The parameters used in the fault-prediction task are also shown in Table S3. The traditional embedding layer was changed to tranquilized time-series decomposition embedding, which linearized the structure, and our prediction data were the matrix [L, 3]. Therefore, the value of d_Model could only be 3. Considering that the predicted data were not particularly complex, the encoder was changed from N to 1 and maintained head as 3, so that the model could learn the correlation between the fault data and its trend and seasonal value. The traditional transformer model settings were maintained for the hidden layer, with a d_ff value of 128. Similarly, the dropout techniques were used in Layer 3 and Layer 4 to prevent overfitting the model, which would lead to low performance.

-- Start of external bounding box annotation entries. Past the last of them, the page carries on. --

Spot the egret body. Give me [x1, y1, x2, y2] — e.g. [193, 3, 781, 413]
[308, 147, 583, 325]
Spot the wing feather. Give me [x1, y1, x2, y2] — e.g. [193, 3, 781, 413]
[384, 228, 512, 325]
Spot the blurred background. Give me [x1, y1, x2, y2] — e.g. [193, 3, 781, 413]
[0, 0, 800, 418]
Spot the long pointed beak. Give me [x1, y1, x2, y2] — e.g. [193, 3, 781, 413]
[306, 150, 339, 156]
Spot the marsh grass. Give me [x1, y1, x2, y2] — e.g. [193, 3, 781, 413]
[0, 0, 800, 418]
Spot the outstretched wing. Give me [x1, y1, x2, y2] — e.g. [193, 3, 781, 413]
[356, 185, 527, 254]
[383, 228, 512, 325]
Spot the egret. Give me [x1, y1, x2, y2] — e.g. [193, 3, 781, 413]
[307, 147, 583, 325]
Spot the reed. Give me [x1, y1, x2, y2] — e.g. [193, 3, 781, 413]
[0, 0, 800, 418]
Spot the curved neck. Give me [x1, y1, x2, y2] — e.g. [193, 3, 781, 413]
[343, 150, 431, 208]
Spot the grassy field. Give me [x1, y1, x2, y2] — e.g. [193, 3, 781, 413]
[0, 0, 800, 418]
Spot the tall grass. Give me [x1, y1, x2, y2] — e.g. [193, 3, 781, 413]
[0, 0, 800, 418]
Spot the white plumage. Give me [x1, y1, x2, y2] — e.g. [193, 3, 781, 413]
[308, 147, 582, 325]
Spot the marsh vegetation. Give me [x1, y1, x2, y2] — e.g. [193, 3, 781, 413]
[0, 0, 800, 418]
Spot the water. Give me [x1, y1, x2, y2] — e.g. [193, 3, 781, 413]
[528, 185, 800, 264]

3. Experiment and Validation of the Proposed Method

3.1. Experiment Setup

All data in this paper are from the public dataset. A system diagram of methane sensor arrays is shown in Figure 3a. The experimental system is mainly composed of six parts: the gas circuit part, the gas chamber part, the fault transmitter, the communication module, and the host computer. The air path part includes a standard air bag; the air chamber part includes five parts: sensor array, environmental sensor, humidifier, heater, and condensation device. The environmental stress simulator includes a vibration generator and a sway generator.

The fault transmitter includes a program-controlled relay, program-controlled potentiometer, and program-controlled voltage device. The communication module realizes two-way communication and data transmission with the host computer. The host computer is the main platform of the test system, which is responsible for sending down control commands and receiving all kinds of temperature, humidity, air pressure, vibration, sway, and gas concentration detection information from the communication module, collecting sensor array output signals, extracting characteristic information, and processing fault data. The structure of the sensor signal pickup circuit is shown in Figure 3b. The MQ-6 gas sensor cylinder core structure is shown in Figure 3c. The program was run on a 2.8-GHz Intel CPU with 16 GB of RAM running Windows 10.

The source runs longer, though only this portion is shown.